Nice to know some of the family history and your background.
Obviously in this area there is tremendous empathy with the miners and I live very near to Orgreave (yes, the infamous Orgreave and saw the battles where the South Yorkshire police disgraced themselves and because of which, I suspect they thought they could act with impunity on other occasions).
I do know Harthill and have spent many a happy hour in the Parish Oven – a lovely hostelry.
Unfortunately, I don’t know any of the Lakings but wish I did after reading your post.
Let’s keep in touch!!!! Think we shall, we obviously agree on many things.
I also think the wrong Miliband was chosen. I agree with David M more than Ed M, nonetheless I used to think Ed was a deep thinker, an intellectual, a policy wonk and all that, just not very charismatic. I wish charism didn’t matter but realise it does to voters.
However in the speech, I thought there were kernels of some good ideas, but so many holes I could pick in them – don’t labour have people to challenge and scrutinise these ideas?! No wonder he never goes near Andrew Neil!
Oh yes, Orgreave, the battle of Orgreave. Many people from the mining industry from around here were there. Nasty business by the state.
I was up in that area around that time, girlfriend from then wanted to visit her old schoolfriend who had moved to Ilkeston in Derbyshire, and we all went out on day and night out to Nottingham. Her father ran a working mens club in Ilkeston, and when his customers heard our accents, they did think. Passed road blocks and everything to get there, in my old Morris Marina ex-electricity board van, and the old bill did have a good look if I had any passengers in the back!.
There used to be loads of Lakings living in Harthill and surrounding area, but hardly any live there anymore, I believe. Think quite a few of them went to live in Sheffield I believe, especially with the end of almost all of the coal mining industry in that area
Old miners down here still go on about Nottinghamshire and the UDM miners union. Maybe you can guess what they say!
I don’t need to – I’ve heard what the Yorkshire/Derbyshire/Nottinghamshire (those who didn’t join the UDM) miners have said!!
Incidentially have you read Michael Mansfield’s autobiography “Memoirs of a Radical Lawyer” – I saw him speak shortly after publication, at Sheffield Hallam University and the door he opened on the police shenanigans during the miners’ strike was truly terrifying. Why were there no prosecutions at that time for perverting the course of justice and, even worse, perjury?

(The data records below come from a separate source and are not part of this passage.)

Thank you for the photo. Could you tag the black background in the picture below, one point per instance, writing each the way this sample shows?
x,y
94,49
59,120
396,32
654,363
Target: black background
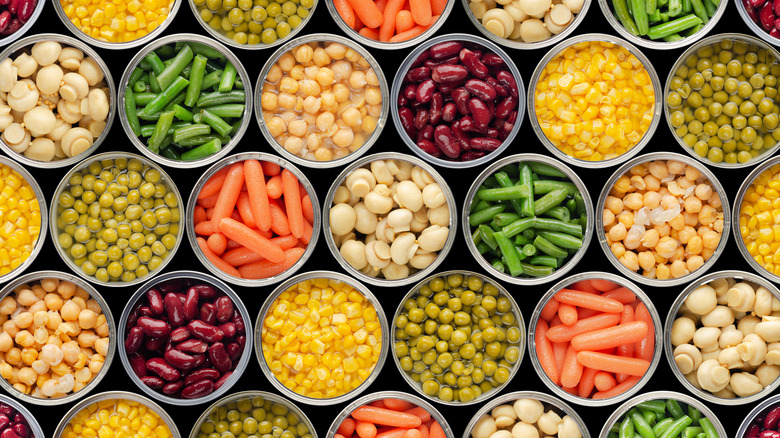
x,y
459,258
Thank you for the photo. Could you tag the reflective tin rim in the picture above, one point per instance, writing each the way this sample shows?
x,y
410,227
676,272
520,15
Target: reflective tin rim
x,y
259,324
666,156
587,276
573,177
112,106
64,183
229,42
350,32
669,349
520,324
519,45
322,37
237,303
511,397
112,337
657,395
117,46
555,51
714,39
190,219
364,161
117,396
44,218
401,74
231,57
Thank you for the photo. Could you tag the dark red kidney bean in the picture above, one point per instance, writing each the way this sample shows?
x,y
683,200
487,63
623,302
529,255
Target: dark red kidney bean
x,y
208,313
446,142
198,389
153,382
224,309
153,327
174,308
204,331
485,143
492,60
134,340
449,73
137,364
480,89
461,98
159,366
418,74
480,113
449,112
155,301
425,91
445,50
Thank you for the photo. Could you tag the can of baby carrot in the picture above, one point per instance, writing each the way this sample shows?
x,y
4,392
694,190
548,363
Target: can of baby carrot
x,y
582,338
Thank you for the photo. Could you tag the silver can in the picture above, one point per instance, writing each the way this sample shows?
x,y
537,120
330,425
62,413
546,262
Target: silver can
x,y
351,33
602,238
116,396
55,231
259,328
558,405
656,395
238,304
315,38
75,30
172,39
363,162
24,45
493,168
555,51
579,17
406,65
590,276
661,44
5,161
193,202
669,348
243,395
112,338
737,213
519,321
381,395
691,51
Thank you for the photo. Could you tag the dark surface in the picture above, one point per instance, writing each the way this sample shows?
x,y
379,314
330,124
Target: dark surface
x,y
459,258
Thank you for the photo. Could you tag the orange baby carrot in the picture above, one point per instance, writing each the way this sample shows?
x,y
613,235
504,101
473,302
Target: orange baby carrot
x,y
217,243
387,29
292,203
563,333
544,352
258,196
245,236
567,313
612,363
347,427
228,195
589,301
610,337
218,262
214,184
572,369
604,381
617,389
404,21
365,429
266,269
386,417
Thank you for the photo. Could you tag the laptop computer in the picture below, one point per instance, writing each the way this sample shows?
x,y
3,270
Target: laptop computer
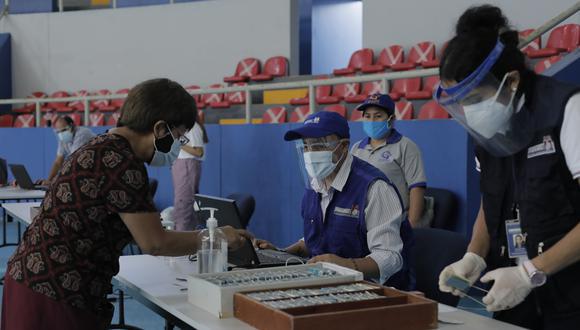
x,y
3,172
21,175
246,256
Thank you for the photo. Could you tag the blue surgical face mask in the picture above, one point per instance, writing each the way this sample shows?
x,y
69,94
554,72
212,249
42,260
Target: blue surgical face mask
x,y
65,136
376,130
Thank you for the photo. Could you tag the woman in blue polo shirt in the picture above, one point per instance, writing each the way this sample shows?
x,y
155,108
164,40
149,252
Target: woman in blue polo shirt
x,y
395,155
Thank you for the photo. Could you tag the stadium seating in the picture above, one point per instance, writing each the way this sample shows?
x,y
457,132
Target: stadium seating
x,y
404,110
299,114
245,69
564,38
387,57
276,66
338,108
432,110
357,60
422,54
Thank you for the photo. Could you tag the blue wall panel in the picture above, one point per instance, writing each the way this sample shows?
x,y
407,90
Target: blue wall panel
x,y
30,6
135,3
5,70
255,159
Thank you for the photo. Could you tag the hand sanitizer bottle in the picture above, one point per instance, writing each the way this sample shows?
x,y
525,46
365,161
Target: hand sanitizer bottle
x,y
212,256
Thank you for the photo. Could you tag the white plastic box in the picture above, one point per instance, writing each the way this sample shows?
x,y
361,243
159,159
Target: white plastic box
x,y
219,300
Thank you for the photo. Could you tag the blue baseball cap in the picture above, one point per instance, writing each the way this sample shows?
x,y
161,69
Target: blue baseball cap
x,y
320,124
378,100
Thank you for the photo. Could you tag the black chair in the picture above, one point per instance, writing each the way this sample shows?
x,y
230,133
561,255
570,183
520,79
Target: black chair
x,y
445,208
434,250
246,205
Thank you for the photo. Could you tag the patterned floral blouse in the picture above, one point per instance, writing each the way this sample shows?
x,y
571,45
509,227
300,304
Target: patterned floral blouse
x,y
70,251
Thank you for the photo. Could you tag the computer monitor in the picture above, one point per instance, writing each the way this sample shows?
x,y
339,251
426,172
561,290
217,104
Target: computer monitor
x,y
3,172
227,211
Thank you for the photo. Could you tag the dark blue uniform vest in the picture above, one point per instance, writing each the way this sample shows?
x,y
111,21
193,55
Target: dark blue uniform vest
x,y
547,195
344,230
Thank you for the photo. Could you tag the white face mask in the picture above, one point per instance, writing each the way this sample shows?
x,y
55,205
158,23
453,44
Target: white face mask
x,y
319,164
490,117
161,159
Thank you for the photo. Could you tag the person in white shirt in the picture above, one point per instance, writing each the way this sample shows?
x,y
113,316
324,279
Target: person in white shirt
x,y
186,172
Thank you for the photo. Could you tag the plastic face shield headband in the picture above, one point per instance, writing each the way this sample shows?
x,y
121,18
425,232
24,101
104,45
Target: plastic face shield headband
x,y
454,94
302,147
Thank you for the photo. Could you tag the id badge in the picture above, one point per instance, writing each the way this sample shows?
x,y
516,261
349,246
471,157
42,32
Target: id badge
x,y
516,241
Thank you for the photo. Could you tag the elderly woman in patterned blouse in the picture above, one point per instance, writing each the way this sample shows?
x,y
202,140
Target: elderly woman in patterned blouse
x,y
61,272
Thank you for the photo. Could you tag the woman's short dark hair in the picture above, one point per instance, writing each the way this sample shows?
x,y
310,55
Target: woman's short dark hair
x,y
477,32
154,100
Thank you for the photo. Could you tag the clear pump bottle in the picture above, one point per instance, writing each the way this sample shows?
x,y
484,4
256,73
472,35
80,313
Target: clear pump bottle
x,y
212,257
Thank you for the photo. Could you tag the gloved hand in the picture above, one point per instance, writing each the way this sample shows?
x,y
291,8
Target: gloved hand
x,y
511,286
469,267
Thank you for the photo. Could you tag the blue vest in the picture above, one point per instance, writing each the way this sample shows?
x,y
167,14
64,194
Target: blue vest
x,y
344,231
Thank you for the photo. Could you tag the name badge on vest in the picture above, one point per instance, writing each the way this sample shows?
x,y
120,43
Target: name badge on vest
x,y
347,212
515,239
546,147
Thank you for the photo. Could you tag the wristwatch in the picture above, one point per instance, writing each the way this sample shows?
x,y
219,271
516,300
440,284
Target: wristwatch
x,y
537,277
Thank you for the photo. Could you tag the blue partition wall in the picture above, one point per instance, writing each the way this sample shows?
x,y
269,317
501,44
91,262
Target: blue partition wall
x,y
255,159
5,70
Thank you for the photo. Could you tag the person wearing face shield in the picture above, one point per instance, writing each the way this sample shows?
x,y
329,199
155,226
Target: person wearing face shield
x,y
524,126
70,138
352,213
60,274
395,155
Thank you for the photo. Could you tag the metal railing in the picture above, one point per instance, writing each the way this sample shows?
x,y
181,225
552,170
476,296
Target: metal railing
x,y
310,84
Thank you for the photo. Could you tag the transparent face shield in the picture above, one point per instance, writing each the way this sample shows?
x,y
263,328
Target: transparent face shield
x,y
317,160
488,108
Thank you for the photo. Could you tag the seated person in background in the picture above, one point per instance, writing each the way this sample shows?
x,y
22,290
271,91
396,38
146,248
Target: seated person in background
x,y
352,213
70,138
395,155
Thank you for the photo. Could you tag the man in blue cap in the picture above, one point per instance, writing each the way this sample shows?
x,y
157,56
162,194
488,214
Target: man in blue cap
x,y
353,215
397,156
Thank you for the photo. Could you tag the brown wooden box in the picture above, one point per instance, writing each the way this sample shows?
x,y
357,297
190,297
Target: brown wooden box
x,y
397,310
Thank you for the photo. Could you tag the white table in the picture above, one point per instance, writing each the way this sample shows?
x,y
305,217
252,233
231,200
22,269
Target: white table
x,y
16,194
151,281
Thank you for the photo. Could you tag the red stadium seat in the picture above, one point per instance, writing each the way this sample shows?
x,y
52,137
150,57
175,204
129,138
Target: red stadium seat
x,y
113,118
338,108
213,97
24,120
535,45
245,69
340,92
321,92
118,103
96,119
426,92
403,86
544,64
103,105
356,115
274,115
6,120
299,114
357,60
46,117
432,110
79,105
422,53
388,57
564,38
59,106
276,66
371,87
404,110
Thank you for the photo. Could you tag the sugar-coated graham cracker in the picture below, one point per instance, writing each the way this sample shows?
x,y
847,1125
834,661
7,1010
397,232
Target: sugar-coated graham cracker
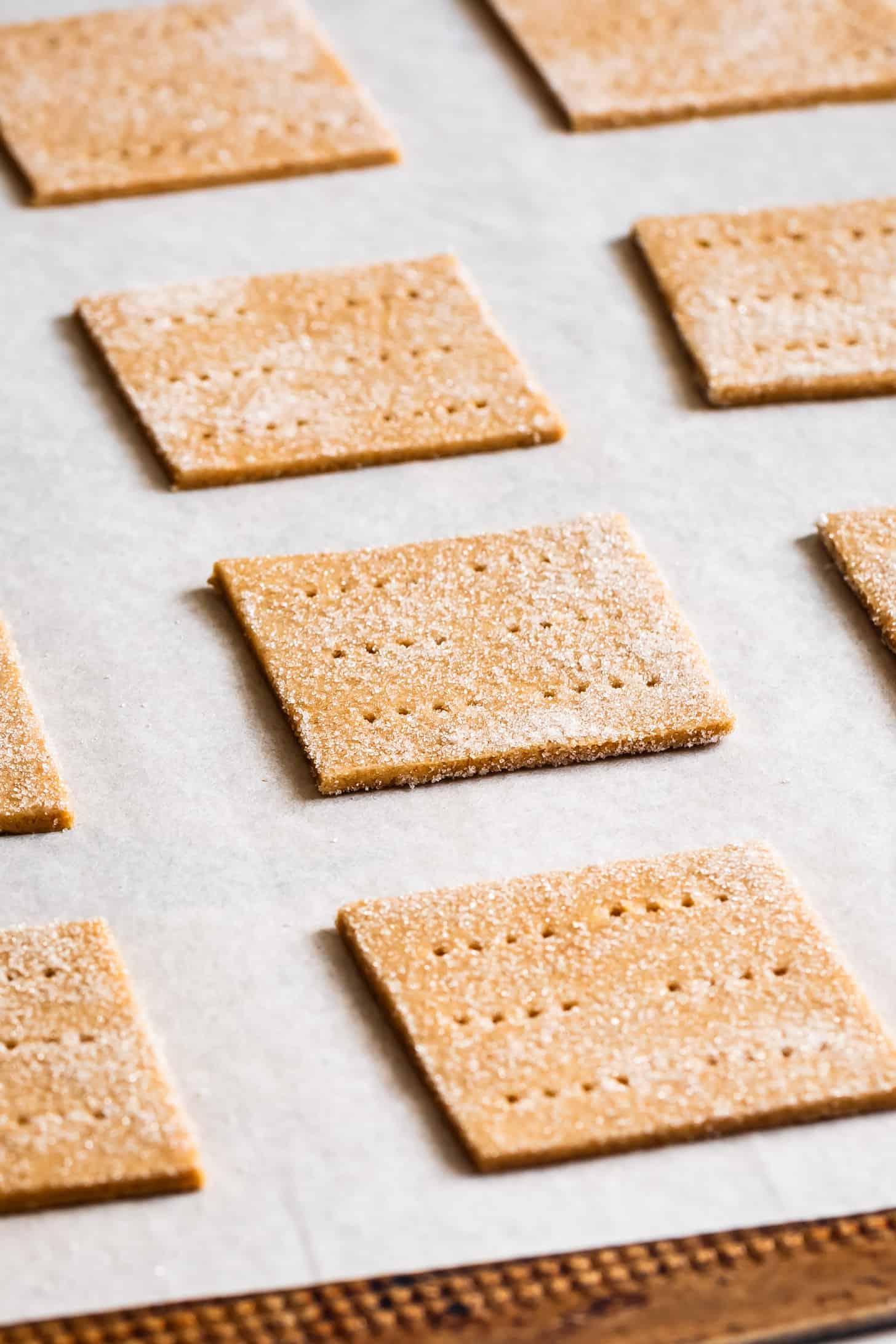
x,y
86,1111
159,98
272,375
626,1006
623,62
782,304
456,658
863,545
33,796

No wonder South Yorkshire Police felt they were untouchable in the 80s!!
Haven’t read that, no. Thanks for the heads up – will go down to the local library and have a look to see if they have a copy. I am sure they will, since that sort of history is of big interest down around here. Will have a look on their online lending stock after for a look-see.

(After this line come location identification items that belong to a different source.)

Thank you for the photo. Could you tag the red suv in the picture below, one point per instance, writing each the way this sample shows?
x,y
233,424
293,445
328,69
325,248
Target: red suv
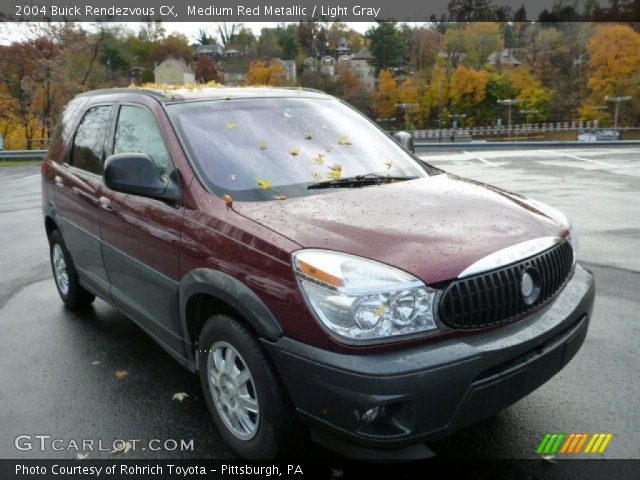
x,y
318,276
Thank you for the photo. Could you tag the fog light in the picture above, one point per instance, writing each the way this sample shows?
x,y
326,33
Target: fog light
x,y
370,415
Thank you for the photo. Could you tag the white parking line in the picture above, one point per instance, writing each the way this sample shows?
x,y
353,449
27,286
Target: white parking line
x,y
478,157
626,166
575,157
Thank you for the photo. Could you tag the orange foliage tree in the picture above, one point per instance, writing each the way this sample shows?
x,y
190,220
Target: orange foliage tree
x,y
386,96
614,66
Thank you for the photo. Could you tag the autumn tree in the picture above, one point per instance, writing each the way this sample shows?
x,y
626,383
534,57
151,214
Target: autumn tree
x,y
468,91
385,97
410,95
312,38
175,45
265,73
614,61
423,46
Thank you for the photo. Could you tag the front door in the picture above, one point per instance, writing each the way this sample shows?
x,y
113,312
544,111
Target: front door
x,y
141,236
77,191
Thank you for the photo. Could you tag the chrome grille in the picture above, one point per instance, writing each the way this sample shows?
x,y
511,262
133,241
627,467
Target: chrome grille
x,y
495,297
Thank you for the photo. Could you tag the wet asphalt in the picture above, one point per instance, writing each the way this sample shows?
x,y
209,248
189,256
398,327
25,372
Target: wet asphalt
x,y
59,370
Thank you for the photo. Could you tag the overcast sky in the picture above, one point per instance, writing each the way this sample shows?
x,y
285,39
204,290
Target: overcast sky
x,y
11,32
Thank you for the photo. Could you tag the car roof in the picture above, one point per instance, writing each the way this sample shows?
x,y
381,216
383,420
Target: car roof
x,y
168,94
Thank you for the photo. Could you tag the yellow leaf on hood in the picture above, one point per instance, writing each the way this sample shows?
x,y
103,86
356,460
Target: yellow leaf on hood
x,y
264,183
336,171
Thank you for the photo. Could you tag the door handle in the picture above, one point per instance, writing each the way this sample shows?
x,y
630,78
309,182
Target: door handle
x,y
106,204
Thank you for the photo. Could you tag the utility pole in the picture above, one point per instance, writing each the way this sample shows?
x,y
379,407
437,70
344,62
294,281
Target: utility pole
x,y
617,101
510,102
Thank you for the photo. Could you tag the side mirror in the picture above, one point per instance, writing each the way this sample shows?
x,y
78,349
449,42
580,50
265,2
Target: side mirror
x,y
135,173
406,140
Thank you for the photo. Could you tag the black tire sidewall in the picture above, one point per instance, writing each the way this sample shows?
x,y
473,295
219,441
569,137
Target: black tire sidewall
x,y
74,297
266,442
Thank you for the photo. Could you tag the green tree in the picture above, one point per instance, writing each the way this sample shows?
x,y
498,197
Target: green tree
x,y
386,45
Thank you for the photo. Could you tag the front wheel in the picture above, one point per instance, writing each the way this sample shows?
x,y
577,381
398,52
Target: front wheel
x,y
65,275
244,393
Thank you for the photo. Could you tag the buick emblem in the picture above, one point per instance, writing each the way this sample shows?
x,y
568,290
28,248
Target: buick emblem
x,y
530,286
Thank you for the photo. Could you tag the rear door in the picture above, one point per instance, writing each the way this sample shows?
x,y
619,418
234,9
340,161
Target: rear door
x,y
141,236
77,186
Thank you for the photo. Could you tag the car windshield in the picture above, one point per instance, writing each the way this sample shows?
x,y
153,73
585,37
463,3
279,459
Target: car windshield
x,y
259,149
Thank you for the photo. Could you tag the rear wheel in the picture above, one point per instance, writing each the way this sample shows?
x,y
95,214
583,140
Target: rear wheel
x,y
65,275
244,392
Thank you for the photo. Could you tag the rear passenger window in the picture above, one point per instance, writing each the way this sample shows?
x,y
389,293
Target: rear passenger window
x,y
137,132
88,144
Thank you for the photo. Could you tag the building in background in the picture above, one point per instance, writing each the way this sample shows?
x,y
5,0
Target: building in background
x,y
174,72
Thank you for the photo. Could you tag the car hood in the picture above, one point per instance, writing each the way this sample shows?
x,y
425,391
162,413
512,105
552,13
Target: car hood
x,y
433,228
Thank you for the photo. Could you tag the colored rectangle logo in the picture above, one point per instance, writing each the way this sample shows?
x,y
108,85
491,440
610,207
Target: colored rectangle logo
x,y
573,443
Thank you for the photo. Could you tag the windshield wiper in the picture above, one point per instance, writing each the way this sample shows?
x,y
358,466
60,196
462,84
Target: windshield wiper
x,y
359,181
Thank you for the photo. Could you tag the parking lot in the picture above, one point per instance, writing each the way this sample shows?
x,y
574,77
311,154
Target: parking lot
x,y
58,373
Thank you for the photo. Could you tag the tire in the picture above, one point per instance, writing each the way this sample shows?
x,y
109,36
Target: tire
x,y
65,276
276,427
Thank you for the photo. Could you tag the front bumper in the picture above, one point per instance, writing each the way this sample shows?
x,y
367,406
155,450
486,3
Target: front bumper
x,y
432,390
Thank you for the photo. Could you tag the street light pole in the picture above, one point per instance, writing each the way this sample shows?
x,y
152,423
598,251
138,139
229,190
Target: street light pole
x,y
617,101
509,102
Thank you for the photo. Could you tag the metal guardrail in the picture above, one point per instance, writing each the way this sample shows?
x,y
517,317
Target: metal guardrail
x,y
477,146
22,154
420,147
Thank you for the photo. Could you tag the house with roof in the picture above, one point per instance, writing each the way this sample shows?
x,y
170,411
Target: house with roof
x,y
173,72
214,51
361,65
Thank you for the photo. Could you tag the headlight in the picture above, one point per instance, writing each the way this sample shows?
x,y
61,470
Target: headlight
x,y
561,218
361,299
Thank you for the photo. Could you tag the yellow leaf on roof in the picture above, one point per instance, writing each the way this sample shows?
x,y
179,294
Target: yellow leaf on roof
x,y
263,183
336,171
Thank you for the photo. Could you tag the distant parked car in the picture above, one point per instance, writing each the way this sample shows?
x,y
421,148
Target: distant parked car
x,y
599,135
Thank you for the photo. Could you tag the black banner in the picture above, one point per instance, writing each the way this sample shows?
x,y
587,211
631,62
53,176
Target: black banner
x,y
304,10
330,469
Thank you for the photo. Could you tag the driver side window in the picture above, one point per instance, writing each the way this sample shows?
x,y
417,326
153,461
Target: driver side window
x,y
137,132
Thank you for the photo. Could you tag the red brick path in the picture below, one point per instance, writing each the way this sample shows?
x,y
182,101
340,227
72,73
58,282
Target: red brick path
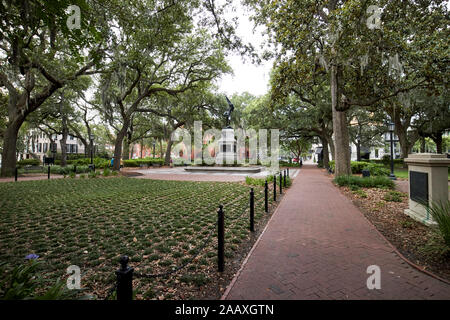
x,y
318,246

And there was a big compensation pay out in about 1991 for false arrests, if I remember right. So that is self-explanitory how bad things were then. Not nice times, and Cameron in the last couple of days has the cheek of accusing Ed M of East German talk!!
My goodness I was there! Yes Michael Mansfield gave a very good talk at Hallam Uni. To think we’ve been in the same lecture theatre! Fairly recently too.
If your local library is Woodhouse I worked in it recently.
RRF is from that neck of the woods. I have some distant family from around there. But my local libraries that I use are down here, Llanelli, Carmarthen and Cross Hands, in decending size.
My great-grandmother met my great-grandfather around Harthill it is believed, went to work in the collierys around there for a while, when there was a slump in south-west Wales, in about 1908ish – something like that it was. But could be the otherway around. Will have to try and find that out exactly someday.